Pero no. Servidor está siendo injusto pues tampoco están exactamente ociosos los políticos, sino que trabajan maquillando papeles, moviendo cifras y engañando a unos y otros para que al final la deuda sea capital, el accionista preferente y el crédito posible (si lo hiciera usted, sería un delito). No importa cuantos caigan en la victoria. Para un político una victoria pírrica es una victoria y punto. Gobierna quien no cae, y si cae mientras gobierna, se dispara a la limpiadora y se contrata al cuñado de alguien para que lije el suelo.

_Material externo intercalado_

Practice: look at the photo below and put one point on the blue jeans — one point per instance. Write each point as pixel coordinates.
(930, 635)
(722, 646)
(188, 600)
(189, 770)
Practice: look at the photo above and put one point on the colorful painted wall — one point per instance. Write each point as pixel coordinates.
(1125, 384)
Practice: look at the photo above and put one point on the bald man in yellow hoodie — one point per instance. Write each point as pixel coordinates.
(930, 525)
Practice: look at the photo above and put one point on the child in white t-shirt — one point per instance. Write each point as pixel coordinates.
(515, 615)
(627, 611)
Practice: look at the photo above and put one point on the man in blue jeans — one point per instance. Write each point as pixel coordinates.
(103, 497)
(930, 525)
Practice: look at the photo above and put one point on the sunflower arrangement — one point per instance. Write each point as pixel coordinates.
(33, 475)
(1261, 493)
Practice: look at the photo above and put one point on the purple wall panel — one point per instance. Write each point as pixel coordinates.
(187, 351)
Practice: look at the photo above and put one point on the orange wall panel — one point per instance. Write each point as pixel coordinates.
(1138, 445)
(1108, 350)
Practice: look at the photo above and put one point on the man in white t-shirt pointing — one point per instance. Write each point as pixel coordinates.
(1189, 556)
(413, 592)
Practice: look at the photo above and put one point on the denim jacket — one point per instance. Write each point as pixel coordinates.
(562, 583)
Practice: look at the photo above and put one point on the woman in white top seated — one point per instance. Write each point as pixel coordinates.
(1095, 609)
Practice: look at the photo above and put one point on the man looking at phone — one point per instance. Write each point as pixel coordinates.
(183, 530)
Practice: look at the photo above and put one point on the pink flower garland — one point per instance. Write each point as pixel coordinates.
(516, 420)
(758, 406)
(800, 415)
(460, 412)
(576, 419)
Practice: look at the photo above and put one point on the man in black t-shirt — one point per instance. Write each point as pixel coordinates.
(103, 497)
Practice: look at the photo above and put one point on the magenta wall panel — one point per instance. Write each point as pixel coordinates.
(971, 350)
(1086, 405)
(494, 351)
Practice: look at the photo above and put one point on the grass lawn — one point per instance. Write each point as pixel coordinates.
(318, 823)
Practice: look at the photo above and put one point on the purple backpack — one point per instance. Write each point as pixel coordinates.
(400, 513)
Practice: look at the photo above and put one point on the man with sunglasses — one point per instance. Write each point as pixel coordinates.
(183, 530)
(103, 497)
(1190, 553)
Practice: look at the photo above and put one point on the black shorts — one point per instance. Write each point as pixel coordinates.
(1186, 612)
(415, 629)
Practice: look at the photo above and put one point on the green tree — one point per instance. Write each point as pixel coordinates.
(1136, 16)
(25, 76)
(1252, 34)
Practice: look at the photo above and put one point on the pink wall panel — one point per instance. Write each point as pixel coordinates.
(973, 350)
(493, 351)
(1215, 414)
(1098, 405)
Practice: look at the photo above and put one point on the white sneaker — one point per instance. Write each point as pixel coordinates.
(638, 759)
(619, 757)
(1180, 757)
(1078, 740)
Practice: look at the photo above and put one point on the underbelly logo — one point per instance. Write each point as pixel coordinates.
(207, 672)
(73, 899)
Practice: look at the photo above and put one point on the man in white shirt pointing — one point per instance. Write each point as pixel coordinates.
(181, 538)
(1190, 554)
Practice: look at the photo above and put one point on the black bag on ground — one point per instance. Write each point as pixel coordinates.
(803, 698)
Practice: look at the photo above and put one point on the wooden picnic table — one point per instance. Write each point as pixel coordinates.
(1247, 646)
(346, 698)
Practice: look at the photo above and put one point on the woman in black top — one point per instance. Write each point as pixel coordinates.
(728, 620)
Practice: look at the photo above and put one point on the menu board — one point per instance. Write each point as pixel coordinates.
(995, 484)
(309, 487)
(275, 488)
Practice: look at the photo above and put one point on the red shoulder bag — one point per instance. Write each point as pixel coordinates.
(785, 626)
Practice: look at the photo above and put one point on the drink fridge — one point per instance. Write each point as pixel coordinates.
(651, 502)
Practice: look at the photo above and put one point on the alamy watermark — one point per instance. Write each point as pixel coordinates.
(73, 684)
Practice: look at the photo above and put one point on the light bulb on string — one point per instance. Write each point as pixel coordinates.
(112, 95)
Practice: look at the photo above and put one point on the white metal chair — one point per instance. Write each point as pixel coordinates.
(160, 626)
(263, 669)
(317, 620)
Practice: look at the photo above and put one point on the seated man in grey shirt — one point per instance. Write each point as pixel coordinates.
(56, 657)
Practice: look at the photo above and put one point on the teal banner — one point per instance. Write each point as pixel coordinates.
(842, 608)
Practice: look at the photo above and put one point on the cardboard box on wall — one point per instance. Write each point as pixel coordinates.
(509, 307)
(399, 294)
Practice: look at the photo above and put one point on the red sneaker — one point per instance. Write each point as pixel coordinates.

En el bar del Magaz de Abajo (el de Ray, pero igual en el otro), y no es cambiar de tema, siempre hay un matasietes que sabe más que cualquiera dispuesto a echarle la culpa a los maestros de los males de los mineros, o viceversa. Es un tipo bajito y redondo que se pasea por España a la velocidad de un mechero Bic, habla a grandes voces, porque no lo hace para su interlocutor, sino para el común, y transmite una violencia tan cerril que nadie, nadie, por joven que sea o borracho que esté, le lleva la contraria. Si lo puliésemos un poco y le comprásemos un traje…
Intentaba pensar en voz alta un servidor, a sabiendas de que un hombre sin enemigos carece de carácter, pero el cansancio le puede. El género humano es un cuerpo enfermo que intenta curarse la debilidad alimentando su cáncer, un cáncer que le convence de que su crecimiento es progreso. Y no tiene servidor argumentos, pero tampoco ganas de rebatir semejante ordinariez. Así que, a día de hoy, da por cerradas estas páginas (cuyo número de lectores no ha pasado nunca de cuatro o cinco, que todo hay que decirlo) y dedica su esfuerzo a amurallar su pequeño reino. No dejará de escribir, obviamente, pero hay muchas formas de escribir, menos pringosas. Si fuera un cocinero, servidor, nadie le recriminaría negarse a cocinar siempre las mismas sobras. Porque lo cierto es que es la sensación que servidor estaba teniendo (la de repetirse) y prefiere tomarse un descanso y volver cuando encuentre la forma de dotar a este espacio de algo más que rabia y actualidad. Y vale, que ya empieza uno a parecerse a esas señoras que no se quedan en casa ni diez minutos, pero luego en la puerta, dedican varias horas a despedirse.
No es un poeta cuya lectura recomiende, pero va a citar servidor a Alberti y a decir eso de que era un tonto y lo que ha visto le ha hecho dos tontos. Adiós, o al menos hasta la vista.